Les soi-disant «enfants cool» n'étaient plus seulement des garçons blancs portant des snapbacks fluo ou des filles qui ressemblaient à Agyness Deyn. Photo : Adam Berry/Getty Images

Mais le hipster n'est sans doute pas totalement annulé - il est juste évolué, fragmenté. Dirigez-vous vers le pub Windmill à Brixton tous les soirs de semaine et vous verrez des enfants en bas de survêtement et bottes de cow-boy (oui, j'ai personnellement été témoin de ce combo), en regardant un groupe de bricolage appelé quelque chose comme SPITTLE. Vous pourriez également désigner les jeunes enfants queer alternatifs comme une sorte de hipster contemporain : têtes fraîchement rasées, stick 'n' pokes, soirées de poésie à micro ouvert dans le jardin de quelqu'un à Glasgow.

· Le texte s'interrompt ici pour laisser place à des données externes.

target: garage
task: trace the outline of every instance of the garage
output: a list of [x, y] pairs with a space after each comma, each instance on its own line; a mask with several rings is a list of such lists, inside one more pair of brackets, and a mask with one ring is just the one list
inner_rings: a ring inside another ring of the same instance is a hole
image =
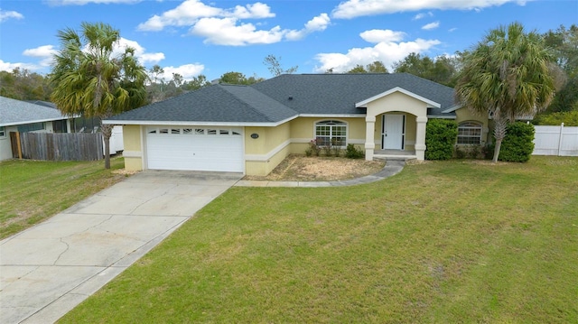
[[146, 128], [148, 169], [243, 172], [240, 127]]

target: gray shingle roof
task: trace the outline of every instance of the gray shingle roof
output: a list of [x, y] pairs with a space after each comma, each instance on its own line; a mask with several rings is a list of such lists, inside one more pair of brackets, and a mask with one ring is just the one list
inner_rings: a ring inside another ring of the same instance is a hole
[[[399, 74], [285, 74], [252, 86], [213, 85], [108, 118], [121, 122], [279, 123], [299, 114], [366, 113], [356, 103], [396, 87], [452, 107], [453, 89]], [[290, 98], [291, 97], [291, 98]]]
[[396, 87], [439, 103], [434, 115], [453, 106], [452, 88], [407, 73], [285, 74], [252, 87], [300, 114], [364, 114], [356, 103]]
[[57, 109], [0, 97], [0, 126], [67, 119]]
[[110, 121], [277, 123], [297, 113], [247, 86], [213, 85], [108, 118]]

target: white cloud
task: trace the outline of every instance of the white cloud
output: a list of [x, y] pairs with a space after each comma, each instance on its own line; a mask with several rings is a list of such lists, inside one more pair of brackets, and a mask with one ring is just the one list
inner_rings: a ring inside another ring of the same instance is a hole
[[347, 72], [358, 64], [367, 65], [380, 60], [391, 69], [393, 63], [403, 60], [411, 52], [424, 52], [441, 43], [438, 40], [415, 39], [411, 42], [400, 42], [405, 33], [390, 30], [371, 30], [359, 34], [373, 47], [353, 48], [347, 53], [320, 53], [316, 60], [321, 63], [315, 67], [316, 72], [332, 69], [335, 73]]
[[287, 31], [285, 38], [289, 41], [298, 41], [305, 37], [307, 34], [314, 32], [322, 32], [327, 29], [331, 22], [329, 14], [322, 14], [307, 22], [304, 27], [299, 31]]
[[205, 66], [200, 63], [184, 64], [179, 67], [164, 67], [163, 70], [164, 73], [161, 74], [159, 78], [163, 79], [165, 82], [172, 79], [172, 73], [178, 73], [182, 76], [185, 81], [191, 80], [194, 77], [199, 76], [205, 69]]
[[417, 14], [412, 20], [420, 20], [425, 17], [433, 17], [434, 14], [432, 12]]
[[176, 8], [154, 15], [137, 26], [139, 31], [158, 32], [167, 26], [191, 26], [201, 18], [260, 19], [275, 17], [271, 8], [265, 4], [256, 3], [246, 6], [238, 5], [233, 9], [221, 9], [207, 5], [200, 0], [186, 0]]
[[191, 28], [191, 33], [206, 38], [205, 43], [244, 46], [271, 44], [281, 42], [284, 32], [275, 26], [268, 31], [257, 31], [253, 23], [237, 24], [236, 18], [201, 18]]
[[141, 0], [48, 0], [51, 5], [84, 5], [88, 4], [136, 4]]
[[297, 41], [314, 32], [322, 32], [331, 23], [329, 14], [321, 14], [305, 23], [301, 30], [257, 29], [258, 23], [245, 23], [246, 19], [273, 18], [275, 14], [263, 3], [219, 8], [201, 0], [185, 0], [174, 9], [154, 15], [137, 27], [140, 31], [158, 32], [169, 26], [190, 26], [189, 33], [203, 37], [205, 43], [228, 46], [270, 44], [284, 39]]
[[531, 0], [347, 0], [333, 9], [334, 18], [351, 19], [356, 17], [394, 14], [426, 9], [438, 10], [480, 10], [490, 6], [499, 6], [507, 3], [524, 5]]
[[399, 42], [406, 37], [406, 32], [394, 32], [389, 29], [372, 29], [361, 32], [359, 36], [368, 42], [378, 43], [382, 42]]
[[35, 49], [27, 49], [23, 51], [23, 55], [30, 56], [40, 60], [41, 67], [50, 67], [54, 61], [52, 56], [56, 54], [58, 51], [54, 49], [52, 45], [42, 45]]
[[12, 70], [16, 69], [16, 68], [25, 69], [28, 69], [30, 71], [41, 69], [40, 67], [38, 67], [38, 66], [36, 66], [34, 64], [30, 64], [30, 63], [10, 63], [10, 62], [5, 62], [4, 60], [0, 60], [0, 71], [12, 72]]
[[237, 5], [235, 10], [230, 12], [224, 11], [225, 16], [235, 17], [239, 19], [256, 19], [256, 18], [272, 18], [275, 14], [271, 13], [271, 8], [265, 4], [256, 3], [247, 5], [246, 6]]
[[22, 14], [15, 11], [5, 11], [5, 10], [0, 9], [0, 23], [6, 21], [10, 18], [23, 19], [24, 18], [24, 16]]
[[440, 26], [440, 22], [434, 22], [422, 26], [423, 30], [431, 31]]
[[122, 54], [126, 47], [132, 47], [135, 49], [135, 56], [138, 61], [145, 65], [146, 63], [158, 63], [164, 60], [164, 53], [147, 53], [146, 49], [141, 46], [138, 42], [121, 37], [118, 44], [115, 46], [113, 53], [115, 55]]

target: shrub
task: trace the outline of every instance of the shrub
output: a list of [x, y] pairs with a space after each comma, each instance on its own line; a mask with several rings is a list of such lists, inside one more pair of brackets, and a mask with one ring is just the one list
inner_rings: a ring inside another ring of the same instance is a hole
[[331, 156], [331, 145], [325, 145], [322, 147], [322, 150], [323, 150], [323, 153], [325, 154], [325, 156]]
[[480, 154], [485, 156], [484, 149], [480, 145], [455, 145], [455, 157], [457, 159], [479, 159]]
[[354, 144], [347, 144], [345, 157], [348, 159], [362, 159], [365, 157], [365, 153], [363, 150], [355, 147]]
[[578, 110], [552, 113], [536, 116], [532, 124], [559, 125], [564, 123], [564, 126], [578, 126]]
[[453, 120], [431, 119], [425, 128], [425, 159], [449, 160], [458, 137], [458, 124]]
[[530, 160], [534, 152], [534, 125], [531, 124], [508, 124], [498, 160], [518, 162]]
[[341, 155], [341, 147], [338, 145], [334, 145], [331, 147], [331, 152], [335, 157], [340, 157]]

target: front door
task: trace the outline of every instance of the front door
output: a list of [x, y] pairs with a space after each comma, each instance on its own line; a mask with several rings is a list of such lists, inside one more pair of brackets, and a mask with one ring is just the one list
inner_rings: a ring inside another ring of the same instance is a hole
[[381, 149], [403, 150], [406, 142], [406, 116], [383, 115], [381, 120]]

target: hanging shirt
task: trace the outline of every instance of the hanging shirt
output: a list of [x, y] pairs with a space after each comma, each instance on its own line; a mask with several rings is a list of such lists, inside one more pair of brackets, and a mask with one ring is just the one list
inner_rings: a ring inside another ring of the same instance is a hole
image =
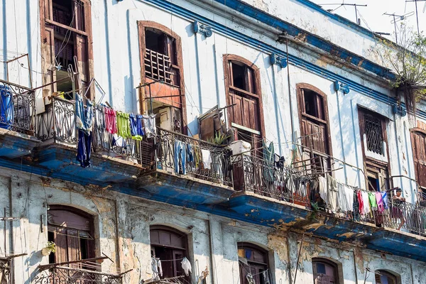
[[377, 209], [379, 212], [383, 212], [385, 210], [384, 204], [383, 204], [383, 199], [381, 196], [381, 193], [379, 191], [377, 191], [374, 193], [376, 195], [376, 201], [377, 202]]
[[212, 155], [208, 150], [201, 149], [202, 164], [204, 169], [210, 169], [212, 167]]
[[131, 136], [129, 118], [129, 114], [117, 111], [117, 133], [124, 138]]
[[376, 195], [373, 192], [368, 192], [368, 200], [370, 202], [370, 206], [371, 210], [377, 210], [377, 201], [376, 201]]
[[370, 202], [368, 202], [368, 194], [364, 190], [361, 190], [361, 194], [362, 195], [362, 201], [364, 203], [364, 209], [362, 214], [366, 215], [371, 212]]
[[142, 116], [140, 114], [129, 114], [130, 131], [131, 138], [134, 140], [142, 140], [145, 135], [143, 132], [143, 124], [142, 122]]
[[385, 209], [389, 209], [389, 205], [388, 203], [388, 192], [386, 191], [382, 191], [381, 193], [382, 195], [382, 200], [383, 200], [383, 207]]
[[86, 134], [90, 134], [93, 124], [93, 103], [87, 99], [86, 108], [82, 97], [75, 94], [75, 126]]
[[105, 107], [105, 128], [111, 134], [117, 133], [116, 113], [114, 109]]

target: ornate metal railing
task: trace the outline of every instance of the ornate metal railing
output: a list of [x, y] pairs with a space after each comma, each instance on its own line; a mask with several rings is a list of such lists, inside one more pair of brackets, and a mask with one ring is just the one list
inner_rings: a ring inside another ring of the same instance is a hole
[[158, 128], [158, 169], [232, 186], [231, 152], [224, 147]]
[[383, 212], [383, 224], [426, 236], [426, 208], [390, 198], [388, 208]]
[[[92, 148], [93, 152], [143, 163], [151, 155], [147, 150], [152, 143], [123, 138], [107, 132], [99, 119], [103, 110], [94, 106]], [[37, 116], [37, 136], [43, 141], [59, 141], [71, 145], [78, 143], [75, 125], [75, 104], [73, 101], [54, 97], [45, 111]], [[148, 163], [148, 162], [146, 162]]]
[[254, 153], [231, 157], [234, 187], [278, 200], [310, 206], [307, 184], [310, 178], [284, 165], [256, 156]]
[[31, 89], [0, 80], [0, 128], [33, 135], [35, 104]]
[[68, 267], [55, 267], [36, 276], [33, 284], [121, 284], [120, 275]]
[[0, 258], [0, 284], [11, 283], [11, 260]]

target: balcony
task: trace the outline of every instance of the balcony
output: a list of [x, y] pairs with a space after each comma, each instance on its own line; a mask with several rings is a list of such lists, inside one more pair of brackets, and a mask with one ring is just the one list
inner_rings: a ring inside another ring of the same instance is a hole
[[229, 199], [234, 190], [229, 149], [157, 129], [152, 167], [139, 178], [138, 188], [162, 201], [185, 206]]
[[31, 153], [34, 138], [34, 92], [0, 80], [0, 156], [13, 159]]
[[54, 267], [41, 272], [33, 282], [34, 284], [45, 283], [92, 283], [121, 284], [121, 275], [70, 267]]
[[53, 97], [45, 111], [37, 116], [37, 136], [43, 141], [36, 159], [40, 165], [58, 177], [72, 176], [78, 182], [123, 182], [134, 180], [149, 153], [146, 142], [121, 138], [99, 127], [99, 109], [94, 107], [92, 165], [83, 168], [76, 160], [78, 134], [75, 127], [75, 104]]

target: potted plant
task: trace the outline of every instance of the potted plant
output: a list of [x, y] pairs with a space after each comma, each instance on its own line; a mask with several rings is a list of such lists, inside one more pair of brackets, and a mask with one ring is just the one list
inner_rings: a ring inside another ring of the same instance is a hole
[[41, 254], [48, 256], [50, 253], [56, 251], [56, 244], [53, 241], [48, 241], [46, 246], [41, 249]]

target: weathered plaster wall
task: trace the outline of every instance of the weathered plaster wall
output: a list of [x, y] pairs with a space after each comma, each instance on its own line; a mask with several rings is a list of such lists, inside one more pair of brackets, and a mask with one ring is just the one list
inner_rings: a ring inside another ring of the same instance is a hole
[[[7, 215], [19, 218], [13, 222], [12, 229], [7, 227], [8, 253], [27, 253], [13, 260], [16, 284], [30, 283], [38, 275], [38, 266], [48, 263], [48, 257], [40, 253], [48, 240], [46, 204], [72, 206], [93, 214], [97, 255], [105, 253], [115, 261], [104, 261], [102, 269], [109, 271], [115, 266], [121, 271], [133, 269], [125, 275], [126, 283], [139, 283], [142, 279], [151, 277], [149, 228], [157, 224], [187, 234], [192, 281], [197, 281], [201, 271], [207, 267], [210, 272], [207, 283], [239, 283], [237, 243], [241, 241], [269, 251], [270, 268], [275, 283], [293, 283], [296, 268], [296, 283], [312, 283], [312, 258], [325, 258], [338, 263], [340, 284], [364, 283], [366, 275], [366, 283], [374, 283], [373, 275], [366, 271], [367, 268], [398, 273], [404, 284], [426, 281], [425, 263], [409, 258], [353, 244], [302, 237], [285, 229], [254, 226], [90, 187], [40, 179], [33, 175], [2, 173], [0, 206], [6, 208]], [[3, 236], [1, 227], [1, 244]], [[1, 249], [3, 251], [4, 248]]]

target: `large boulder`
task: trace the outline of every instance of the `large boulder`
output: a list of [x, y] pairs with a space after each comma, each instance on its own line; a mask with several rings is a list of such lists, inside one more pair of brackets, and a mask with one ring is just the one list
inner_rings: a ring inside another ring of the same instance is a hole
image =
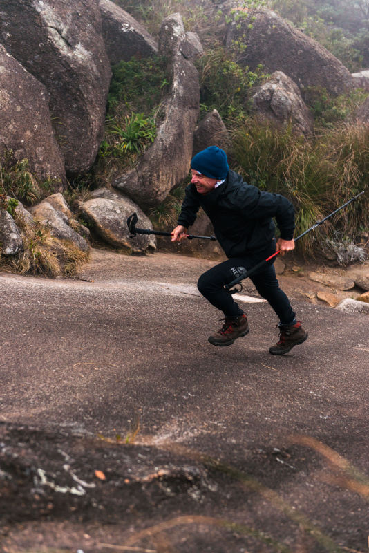
[[102, 33], [111, 64], [133, 56], [150, 57], [158, 53], [158, 44], [131, 15], [110, 0], [99, 0]]
[[23, 246], [21, 232], [6, 209], [0, 207], [0, 254], [15, 255]]
[[[244, 17], [243, 17], [244, 13]], [[238, 62], [255, 69], [261, 64], [267, 73], [283, 71], [300, 88], [320, 86], [332, 94], [354, 88], [350, 71], [316, 41], [304, 35], [269, 10], [252, 14], [240, 10], [240, 18], [228, 26], [226, 44], [240, 41]]]
[[50, 234], [59, 238], [74, 243], [82, 252], [89, 249], [88, 243], [68, 224], [68, 217], [62, 212], [55, 209], [51, 204], [44, 200], [41, 203], [30, 208], [36, 221], [39, 221], [50, 230]]
[[46, 86], [66, 169], [88, 169], [102, 138], [111, 79], [97, 0], [7, 0], [0, 41]]
[[144, 254], [155, 250], [154, 236], [137, 234], [135, 238], [131, 237], [127, 218], [133, 213], [138, 215], [138, 228], [151, 230], [153, 228], [148, 217], [131, 200], [106, 188], [94, 190], [89, 200], [80, 204], [79, 209], [105, 242], [133, 254]]
[[200, 122], [195, 131], [192, 155], [214, 145], [226, 150], [229, 144], [229, 133], [219, 113], [214, 109]]
[[259, 117], [279, 126], [290, 122], [298, 133], [310, 135], [314, 118], [301, 97], [300, 90], [282, 71], [274, 71], [252, 97], [254, 109]]
[[28, 160], [41, 180], [55, 179], [54, 188], [66, 184], [64, 162], [57, 144], [44, 85], [0, 44], [0, 161], [12, 151]]
[[369, 123], [369, 96], [357, 109], [355, 118], [365, 124]]
[[364, 69], [357, 73], [352, 73], [352, 75], [355, 82], [355, 86], [358, 88], [369, 91], [369, 69]]
[[186, 34], [179, 14], [163, 21], [160, 36], [159, 53], [167, 58], [172, 75], [163, 122], [136, 167], [113, 182], [144, 209], [158, 205], [187, 176], [199, 113], [198, 73], [180, 51]]

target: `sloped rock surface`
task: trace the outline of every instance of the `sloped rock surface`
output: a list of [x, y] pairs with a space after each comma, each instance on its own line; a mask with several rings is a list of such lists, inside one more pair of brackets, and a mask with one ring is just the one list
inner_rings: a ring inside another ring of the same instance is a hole
[[252, 21], [245, 16], [229, 26], [226, 38], [229, 46], [235, 39], [247, 46], [240, 54], [242, 64], [254, 69], [261, 64], [267, 73], [283, 71], [300, 88], [321, 86], [341, 94], [354, 88], [351, 73], [339, 60], [274, 12], [256, 11]]
[[173, 75], [164, 120], [137, 167], [113, 182], [142, 209], [162, 202], [187, 176], [199, 113], [198, 73], [180, 53], [185, 33], [179, 14], [164, 20], [160, 36], [159, 53], [168, 58]]
[[355, 113], [356, 118], [365, 124], [369, 123], [369, 96], [357, 109]]
[[35, 219], [46, 226], [51, 234], [61, 240], [73, 242], [83, 252], [89, 249], [86, 240], [68, 225], [68, 217], [44, 200], [30, 209]]
[[140, 24], [110, 0], [100, 0], [102, 34], [111, 64], [133, 56], [149, 57], [158, 53], [155, 40]]
[[66, 184], [64, 162], [56, 142], [45, 87], [0, 44], [0, 159], [12, 150], [15, 158], [28, 160], [41, 179]]
[[301, 97], [299, 87], [282, 71], [274, 71], [253, 96], [254, 109], [262, 119], [285, 126], [290, 122], [295, 132], [312, 133], [312, 114]]
[[66, 169], [87, 170], [102, 138], [111, 78], [97, 0], [1, 6], [0, 41], [46, 86]]
[[226, 150], [229, 143], [229, 133], [219, 113], [214, 109], [200, 122], [195, 131], [192, 155], [214, 145]]
[[10, 213], [0, 209], [0, 253], [14, 255], [23, 246], [21, 232]]
[[352, 73], [355, 82], [355, 86], [358, 88], [363, 88], [364, 91], [369, 91], [369, 69], [363, 71], [359, 71], [357, 73]]
[[135, 254], [146, 253], [156, 248], [153, 235], [138, 234], [130, 237], [127, 218], [137, 213], [138, 228], [153, 227], [150, 220], [133, 202], [108, 189], [98, 189], [91, 194], [91, 198], [80, 206], [82, 213], [93, 223], [94, 229], [108, 244], [124, 248]]

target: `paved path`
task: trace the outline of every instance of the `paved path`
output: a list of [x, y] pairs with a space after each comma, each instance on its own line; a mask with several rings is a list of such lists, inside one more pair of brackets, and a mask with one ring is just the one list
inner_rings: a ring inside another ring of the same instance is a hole
[[[95, 250], [84, 281], [1, 273], [0, 420], [62, 429], [70, 439], [100, 433], [128, 440], [137, 432], [138, 446], [189, 447], [263, 481], [335, 543], [366, 550], [365, 494], [347, 491], [347, 475], [338, 474], [336, 458], [318, 444], [369, 474], [368, 316], [294, 301], [310, 337], [287, 355], [272, 356], [275, 315], [267, 303], [244, 297], [249, 335], [215, 348], [207, 336], [220, 324], [218, 312], [195, 287], [213, 265]], [[294, 445], [292, 435], [304, 438]], [[315, 541], [310, 549], [301, 523], [282, 529], [270, 498], [250, 503], [232, 493], [229, 485], [222, 516], [231, 512], [234, 521], [279, 534], [292, 551], [332, 550]], [[214, 499], [204, 500], [212, 516], [219, 514]], [[227, 550], [219, 529], [196, 529], [202, 545], [191, 549], [198, 539], [190, 547], [186, 532], [178, 532], [176, 551], [278, 550], [245, 536]]]

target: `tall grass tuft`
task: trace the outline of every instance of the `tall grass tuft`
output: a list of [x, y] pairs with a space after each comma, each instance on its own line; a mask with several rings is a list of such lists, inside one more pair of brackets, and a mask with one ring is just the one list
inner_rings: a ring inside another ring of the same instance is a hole
[[[308, 141], [292, 127], [277, 129], [249, 118], [231, 131], [231, 157], [236, 170], [261, 189], [287, 197], [296, 210], [296, 235], [314, 225], [368, 186], [369, 128], [342, 124]], [[316, 242], [331, 236], [334, 227], [354, 239], [369, 227], [368, 200], [349, 206], [333, 221], [308, 234], [299, 243], [314, 255]]]

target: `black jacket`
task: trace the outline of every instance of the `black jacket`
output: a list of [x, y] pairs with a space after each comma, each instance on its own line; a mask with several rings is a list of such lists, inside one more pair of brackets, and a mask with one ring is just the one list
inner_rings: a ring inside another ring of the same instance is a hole
[[194, 185], [189, 185], [178, 225], [186, 228], [193, 225], [200, 207], [213, 223], [216, 236], [229, 258], [268, 249], [276, 230], [272, 217], [276, 218], [281, 238], [294, 237], [294, 209], [290, 200], [247, 185], [234, 171], [229, 171], [225, 182], [207, 194], [199, 194]]

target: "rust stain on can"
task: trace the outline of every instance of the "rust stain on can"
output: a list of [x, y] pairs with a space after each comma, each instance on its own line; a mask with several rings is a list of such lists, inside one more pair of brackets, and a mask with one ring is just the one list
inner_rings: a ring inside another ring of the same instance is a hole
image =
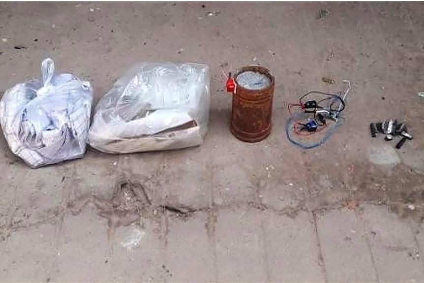
[[[237, 76], [250, 71], [267, 76], [269, 86], [260, 90], [249, 90], [237, 83]], [[236, 93], [233, 94], [233, 109], [230, 129], [236, 137], [243, 141], [258, 142], [271, 132], [271, 115], [274, 95], [274, 77], [259, 66], [243, 67], [234, 76]]]

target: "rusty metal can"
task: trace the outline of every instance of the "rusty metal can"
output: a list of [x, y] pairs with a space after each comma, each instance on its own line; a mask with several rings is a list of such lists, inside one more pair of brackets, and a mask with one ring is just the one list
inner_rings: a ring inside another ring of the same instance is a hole
[[[245, 88], [237, 82], [238, 76], [245, 72], [261, 74], [269, 79], [269, 84], [260, 89]], [[269, 70], [260, 66], [242, 68], [234, 76], [236, 91], [233, 94], [233, 109], [230, 129], [239, 139], [258, 142], [271, 132], [271, 115], [274, 95], [274, 77]]]

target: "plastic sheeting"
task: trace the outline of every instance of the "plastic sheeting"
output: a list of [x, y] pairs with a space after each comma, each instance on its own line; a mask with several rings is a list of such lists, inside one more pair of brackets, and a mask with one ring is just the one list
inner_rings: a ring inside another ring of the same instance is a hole
[[89, 82], [54, 71], [53, 60], [45, 60], [42, 81], [18, 84], [0, 101], [9, 147], [32, 167], [80, 158], [86, 150], [92, 89]]
[[205, 65], [141, 63], [99, 102], [89, 143], [114, 154], [199, 145], [207, 130], [210, 84]]

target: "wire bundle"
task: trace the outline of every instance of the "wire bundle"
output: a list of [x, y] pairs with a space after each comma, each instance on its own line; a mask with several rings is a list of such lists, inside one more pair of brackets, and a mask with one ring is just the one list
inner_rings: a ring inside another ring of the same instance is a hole
[[[341, 113], [346, 107], [346, 97], [350, 90], [350, 82], [346, 80], [343, 82], [348, 84], [347, 89], [343, 96], [341, 92], [339, 94], [333, 94], [312, 91], [302, 96], [299, 98], [299, 103], [288, 104], [290, 118], [286, 124], [286, 134], [290, 142], [303, 149], [310, 149], [320, 146], [331, 137], [340, 125], [340, 119], [342, 118]], [[314, 94], [327, 97], [318, 101], [304, 101], [305, 97]], [[326, 105], [324, 105], [325, 102], [327, 102]], [[299, 111], [293, 114], [292, 112], [293, 107], [297, 107]], [[311, 121], [316, 124], [316, 129], [305, 131], [307, 126], [305, 123]], [[329, 123], [328, 121], [331, 122]], [[318, 134], [319, 133], [324, 133], [323, 135]], [[302, 138], [318, 136], [321, 138], [318, 140], [313, 139], [315, 140], [311, 143], [302, 140]]]

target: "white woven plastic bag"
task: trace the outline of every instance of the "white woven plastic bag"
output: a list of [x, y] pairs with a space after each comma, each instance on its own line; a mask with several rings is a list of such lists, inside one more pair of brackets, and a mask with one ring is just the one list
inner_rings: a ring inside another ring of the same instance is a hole
[[92, 89], [89, 82], [54, 71], [53, 60], [45, 60], [42, 81], [18, 84], [0, 101], [9, 147], [33, 168], [81, 157], [86, 150]]
[[89, 143], [114, 154], [200, 145], [208, 127], [210, 84], [206, 65], [140, 63], [99, 102]]

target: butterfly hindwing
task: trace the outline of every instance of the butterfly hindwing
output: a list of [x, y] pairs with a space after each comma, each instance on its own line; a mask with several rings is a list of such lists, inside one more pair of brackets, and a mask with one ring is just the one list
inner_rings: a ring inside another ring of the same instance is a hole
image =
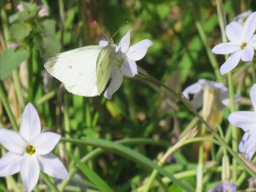
[[99, 95], [101, 92], [97, 86], [96, 67], [104, 49], [93, 45], [66, 51], [49, 59], [44, 66], [69, 92], [87, 97]]
[[100, 94], [110, 79], [115, 62], [115, 47], [109, 44], [100, 51], [96, 67], [97, 86]]

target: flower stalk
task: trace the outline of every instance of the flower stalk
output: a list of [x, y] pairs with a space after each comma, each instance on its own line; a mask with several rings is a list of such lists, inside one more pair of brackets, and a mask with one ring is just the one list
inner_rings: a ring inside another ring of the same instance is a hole
[[[179, 95], [174, 90], [171, 89], [164, 83], [157, 80], [156, 79], [154, 78], [153, 77], [147, 74], [147, 73], [144, 70], [139, 70], [139, 77], [147, 79], [147, 81], [150, 81], [156, 84], [157, 86], [161, 86], [168, 91], [173, 96], [177, 97], [179, 100], [182, 102], [185, 106], [189, 109], [194, 115], [199, 119], [202, 123], [205, 125], [207, 129], [212, 134], [212, 135], [216, 138], [216, 139], [221, 143], [221, 146], [224, 147], [227, 151], [232, 156], [234, 161], [236, 161], [238, 163], [239, 163], [244, 169], [252, 177], [256, 177], [256, 173], [253, 172], [253, 170], [246, 164], [246, 163], [241, 159], [237, 153], [225, 141], [225, 140], [218, 134], [218, 132], [211, 127], [207, 122], [205, 121], [204, 118], [196, 111], [196, 110], [194, 108], [191, 103], [189, 100], [188, 100], [185, 97], [182, 97], [182, 95]], [[233, 167], [234, 168], [234, 167]], [[235, 166], [237, 168], [237, 166]]]
[[[225, 13], [223, 9], [223, 4], [221, 0], [216, 0], [217, 4], [217, 12], [218, 12], [218, 17], [220, 23], [220, 27], [221, 31], [221, 36], [223, 42], [227, 42], [227, 38], [225, 33], [225, 26], [226, 26], [226, 19], [225, 19]], [[226, 60], [227, 60], [227, 55], [225, 56]], [[234, 96], [234, 83], [233, 83], [233, 77], [232, 75], [232, 72], [228, 72], [228, 89], [229, 89], [229, 95], [230, 100], [230, 111], [233, 113], [235, 111], [235, 96]], [[237, 153], [237, 129], [235, 126], [230, 126], [230, 129], [232, 129], [232, 146], [233, 150]], [[232, 179], [233, 182], [236, 182], [237, 180], [237, 164], [233, 158], [232, 159]]]

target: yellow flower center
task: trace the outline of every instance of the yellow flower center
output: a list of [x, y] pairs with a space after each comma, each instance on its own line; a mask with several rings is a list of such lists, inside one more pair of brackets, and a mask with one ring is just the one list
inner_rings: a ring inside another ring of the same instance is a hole
[[243, 44], [242, 44], [242, 45], [241, 45], [241, 49], [244, 49], [244, 47], [246, 47], [246, 45], [247, 45], [247, 44], [246, 43], [243, 43]]
[[27, 153], [32, 155], [32, 154], [35, 154], [35, 152], [36, 152], [36, 148], [32, 145], [29, 145], [26, 148], [26, 150]]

Ou peut-être que le hipster existe maintenant parmi les hyper en ligne : les utilisateurs bourrés de TikTok faisant des vidéos corecore, les nerds de la musique se rassemblant sur le Frost Children Discord, votre ex-petit ami gérant une page de mèmes anti-establishment post-ironique.

Et qu'en est-il des hipsters originaux ? Eh bien, ce gars qui avait l'habitude de faire des bosses de K avec une petite cuillère lors de fêtes et une fois auditionné pour les Klaxons est probablement un hypebeast d'une trentaine d'années qui travaille maintenant dans le conseil et achète des bougies CBD à Goodhood. Cette DJ modèle slash 'it girl' de Silver Lake s'est probablement mariée, a eu des enfants et a déménagé dans un endroit moins pollué. "Ils partagent leur appartement de style loft avec deux enfants, ravis du parc et de l'aire de jeux devant", explique Steinhoff. En d'autres termes : les hipsters sont aujourd'hui dans la trentaine et la quarantaine, et beaucoup ont la richesse que l'on attend d'un milieu de classe moyenne et des enjeux du boom des médias numériques du début des années 2000.

En fin de compte, il y aura toujours des jeunes avides de se séparer de la culture normie. Et, comme l'ascension et la chute du hipster nous l'ont appris, il y aura toujours ceux qui cherchent désespérément à donner l'impression qu'ils se séparent de la culture normée, qui est sans doute la chose la plus normée de toutes. Quoi qu'il en soit, le hipster est peut-être parti depuis longtemps. Le concept reste cependant omniprésent.